After another gulp of his long-neck, he thanked the common sense that prompted him to avoid the draft. The bottled brew tasted enough like piss. Besides, after a sleepless night, even a small amount of alcohol could blur his senses. Not something he could afford in this joint.
Sleepless, all right. And he suspected Claire hadn’t rested any too well herself. The lady had backbone, but that call had frightened her badly.
Circumstances were requiring that he add protection to his damn investigation. Bodyguard—the job he should avoid. Even though she thought he’d moved in for his own safety, he suspected she was in more danger than she knew. Foolish female, if she trusted him to protect her.
God, I can’t protect her. Don’t make me have to protect her. Not another one.
Maybe to shield herself from him after that incendiary kiss, she’d tried to stash him at the end of the hall—away from her room. He’d insisted on bedding down next door.
Where he heard her run the shower, imagined warm water sliding over her smoothly rounded curves. Where he heard every slide of silk sheets as she turned over on that sinfully large bed. Where remembering the sensations of their forbidden kiss and her sighed responses swelled him harder than the amber bottle he gripped now.
Shunting aside the unwanted daydream, he swallowed another gulp of beer. With an assessing glance through the smoke and gloom, he leaned against the cracked plastic of his back booth.
He saw few females present other than a wide-bodied waitress who could double as bouncer. In front of the jukebox, a brassy blonde in a fringed leather miniskirt and a scrawny male in stained jeans and a black vest, no shirt, ground their pelvises together to a Merle Haggard lament. Another woman, her lumpy curves shoe-horned into jeans and a leopard-print top sidled up to one of the fishermen.
Both women looked like they spent most of their time at Butch’s. Or on their backs in the rooms advertised on a wall sign: Rooms—Hourly Rates.
A couple of other females, more serious drinkers, sat at rickety tables with equally serious male guzzlers.
A moment later, every female head, waitress-bouncer’s included, turned toward the door. Michael looked in the same direction.
Ricardo Cruz had arrived.
Michael chuckled to himself. He should have known. Happened every time that Cuban stud entered a room. His dark good looks, dimple and wicked pirate grin lured females from five to ninety-five like nectar drew bees.

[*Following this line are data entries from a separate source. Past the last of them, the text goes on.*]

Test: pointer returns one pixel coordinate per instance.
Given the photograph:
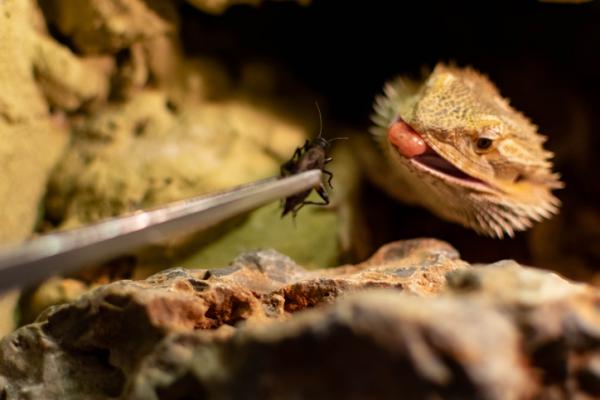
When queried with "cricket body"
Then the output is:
(452, 144)
(313, 155)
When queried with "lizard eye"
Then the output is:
(484, 143)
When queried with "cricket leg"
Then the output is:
(322, 194)
(330, 175)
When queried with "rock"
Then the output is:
(219, 6)
(35, 72)
(143, 152)
(414, 320)
(114, 327)
(376, 344)
(101, 26)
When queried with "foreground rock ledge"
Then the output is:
(414, 321)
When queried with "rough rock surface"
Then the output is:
(35, 72)
(414, 321)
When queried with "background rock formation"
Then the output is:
(414, 320)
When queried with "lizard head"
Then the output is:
(465, 152)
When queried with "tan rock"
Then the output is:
(219, 6)
(35, 71)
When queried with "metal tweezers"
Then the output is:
(60, 252)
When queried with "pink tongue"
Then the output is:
(406, 140)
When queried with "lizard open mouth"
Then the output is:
(411, 145)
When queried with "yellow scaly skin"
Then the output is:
(451, 109)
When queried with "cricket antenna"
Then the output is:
(320, 119)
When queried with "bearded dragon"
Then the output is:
(453, 144)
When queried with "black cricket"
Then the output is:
(312, 155)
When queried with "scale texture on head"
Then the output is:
(453, 144)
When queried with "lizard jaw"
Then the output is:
(410, 145)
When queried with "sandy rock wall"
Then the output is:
(36, 73)
(415, 321)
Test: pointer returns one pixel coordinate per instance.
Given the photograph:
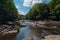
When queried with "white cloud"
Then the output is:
(21, 12)
(29, 3)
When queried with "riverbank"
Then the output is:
(10, 35)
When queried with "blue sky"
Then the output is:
(24, 6)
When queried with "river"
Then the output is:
(26, 32)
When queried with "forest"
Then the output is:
(45, 11)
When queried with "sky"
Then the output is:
(23, 6)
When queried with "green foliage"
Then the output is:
(45, 11)
(8, 11)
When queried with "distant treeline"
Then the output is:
(45, 11)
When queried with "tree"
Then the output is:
(8, 11)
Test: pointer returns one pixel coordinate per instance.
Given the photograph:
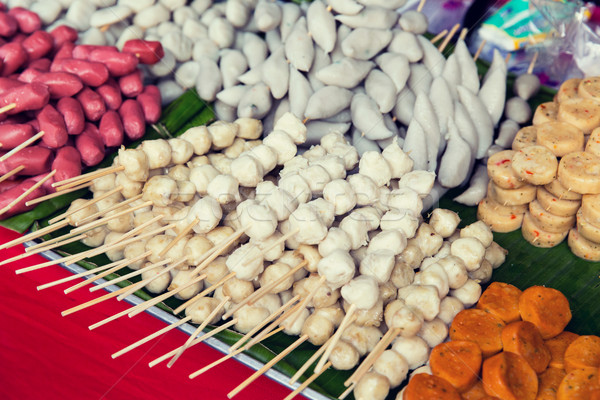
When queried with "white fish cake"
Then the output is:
(580, 171)
(568, 90)
(545, 112)
(555, 205)
(582, 113)
(496, 216)
(525, 137)
(535, 164)
(548, 221)
(586, 229)
(511, 197)
(590, 207)
(499, 167)
(561, 192)
(593, 142)
(539, 237)
(582, 247)
(589, 88)
(560, 137)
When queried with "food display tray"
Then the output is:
(189, 329)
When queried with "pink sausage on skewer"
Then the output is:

Michael’s partner, Ricardo Cruz, was the son of a Cuban refugee and a Miami lounge singer. Florida-born, Cruz had inherited looks, intelligence and a sharp sense of irony from his parents—added to his own fierce dedication to justice.
Male heads turned to check out the new arrival. One glance at Cruz’s biker boots and the leather jacket snug across his wide shoulders convinced even the most antagonistic drunk to let him join Michael unchallenged.
Every female gaze followed his ambling walk.
“Yo, Cruz, nice entrance. You practice that woman-slaying look in front of a mirror?” Michael signaled to the waitress.
“You bet, mano, just like you do that fearsome scowl. Must’ve scared the crap out of these drunks.” Cruz slid into the opposite seat.
Michael grunted noncommittally and slugged down the last of his beer. Though he didn’t rehearse, he knew his powerful build and grim countenance prevented a confrontation in a bar that welcomed only regulars. “You find this sty okay?”
“No sweat. Why here?”
“Two reasons. Figured a workmen’s local dive was the last place the Colombians would hang out.”
Cruz lowered his voice. “From the name, I thought Butch’s was some kind of female biker bar.”
“So that explains the get-up.”
“Wait until the boss gets the bill for this prime leather.” A grin slashed across Cruz’s face. “And the second reason?”
“Got the list of Paul Santerre’s suppliers from his old man. He owns the business now. I’m looking for a guy who hangs out here sometimes. A lobsterman named Larson. Didn’t get along with Santerre.”
The waitress brought their beers and mopped several days’ sticky residue from the cracked plastic tabletop—a courtesy she hadn’t bothered to perform for Michael.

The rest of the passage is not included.